Birinci ve İkinci Dünya Savaşının dünya ile birlikte ülkemizi bitirdiği, imkânların yetersiz olduğu, özellikle dinî eğitimin dibe vurduğu, kişisel çabalarla bir şeyler yapılmaya çalışıldığı o günlerden günümüze çok zaman geçti, binlerce eğitim kurumu ortaya çıktı ama, henüz tam oturmuş bir eğitim sistemimiz olduğunu söyleyemiyoruz. Talebe sayısı yeterli olan köylerde okulların açılması ve mesleki-teknik lise eğitiminin daha yaygın hale gelmesi gibi 12 yıllık mecburî eğitim de mercek altına alınacak gibi. Her gencin yüksek öğretime yönlendirilmesi demek olan son uygulamanın lise öğreniminin kalitesini düşürdüğü, teknik eleman varlığını baltaladığı, üniversite eğitimini cazip olmaktan çıkardığı, evlilikleri ve çocuk sahibi olma düşüncesini baltaladığı anlaşılıyor.
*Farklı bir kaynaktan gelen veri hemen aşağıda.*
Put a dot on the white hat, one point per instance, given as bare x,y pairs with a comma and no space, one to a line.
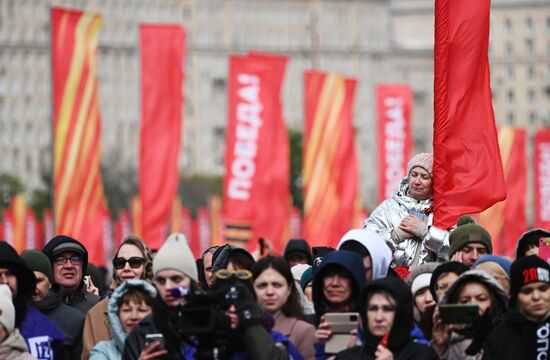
175,254
297,271
420,282
7,311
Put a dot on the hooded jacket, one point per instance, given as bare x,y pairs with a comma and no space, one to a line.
387,216
113,349
529,236
298,245
14,348
399,339
472,339
80,298
26,281
345,260
379,252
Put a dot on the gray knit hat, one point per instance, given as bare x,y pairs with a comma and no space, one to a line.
175,254
468,232
38,261
423,160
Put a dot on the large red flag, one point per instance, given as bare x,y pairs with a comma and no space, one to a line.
542,179
506,220
162,61
331,174
79,201
393,113
256,186
468,175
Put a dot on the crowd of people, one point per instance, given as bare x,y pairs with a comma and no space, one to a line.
399,288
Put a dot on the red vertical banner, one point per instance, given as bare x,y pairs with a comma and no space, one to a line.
162,63
7,220
256,185
19,208
79,201
542,179
187,223
295,230
393,119
122,227
31,239
48,226
468,175
203,232
330,168
108,241
507,220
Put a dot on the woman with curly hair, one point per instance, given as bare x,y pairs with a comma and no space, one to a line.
278,296
131,261
466,341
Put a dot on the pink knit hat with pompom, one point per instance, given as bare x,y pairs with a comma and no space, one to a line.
424,160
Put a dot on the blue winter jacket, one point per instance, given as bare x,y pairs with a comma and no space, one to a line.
44,339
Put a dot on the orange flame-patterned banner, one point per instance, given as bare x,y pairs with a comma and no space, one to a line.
506,220
79,201
330,169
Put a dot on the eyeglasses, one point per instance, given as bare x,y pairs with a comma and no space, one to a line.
223,274
384,308
62,260
135,262
176,279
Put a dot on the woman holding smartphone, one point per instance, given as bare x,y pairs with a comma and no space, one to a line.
278,296
466,341
132,260
129,303
386,310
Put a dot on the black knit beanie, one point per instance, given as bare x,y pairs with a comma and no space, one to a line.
451,266
468,232
527,270
38,261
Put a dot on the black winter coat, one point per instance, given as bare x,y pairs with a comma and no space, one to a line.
519,338
69,320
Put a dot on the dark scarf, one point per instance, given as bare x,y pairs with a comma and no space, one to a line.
529,332
161,318
400,332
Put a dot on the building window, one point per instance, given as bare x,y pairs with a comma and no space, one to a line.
529,29
531,95
509,50
510,72
529,47
510,96
532,118
510,118
508,27
530,72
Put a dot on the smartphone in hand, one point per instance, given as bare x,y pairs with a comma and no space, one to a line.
151,338
341,324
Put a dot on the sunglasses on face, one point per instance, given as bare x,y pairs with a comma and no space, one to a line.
224,274
135,262
62,260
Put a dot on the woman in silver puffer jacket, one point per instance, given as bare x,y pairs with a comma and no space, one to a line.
405,220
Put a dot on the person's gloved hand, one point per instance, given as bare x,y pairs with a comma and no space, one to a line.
483,326
248,311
Azalma istidadı gösteren nüfus kuraklık kadar tehlikeli.
* Hoca Ahmed Efendi: (Ahmet Hasbi Aker) Bayburt İdadisi (lisesi) Ulum-i Diniyye Muallimi, Merkez Mekteb-i İptidaiyye Muallimi, Cumhuriyet İlkokulu Kurucusu ve Başmuallimi, Pulur( Gökçedere) İlkokulu ve Pulur Millet Mektebi Muallimi, Şingâh Ketenci Camii Fahri İmam-Hatibi.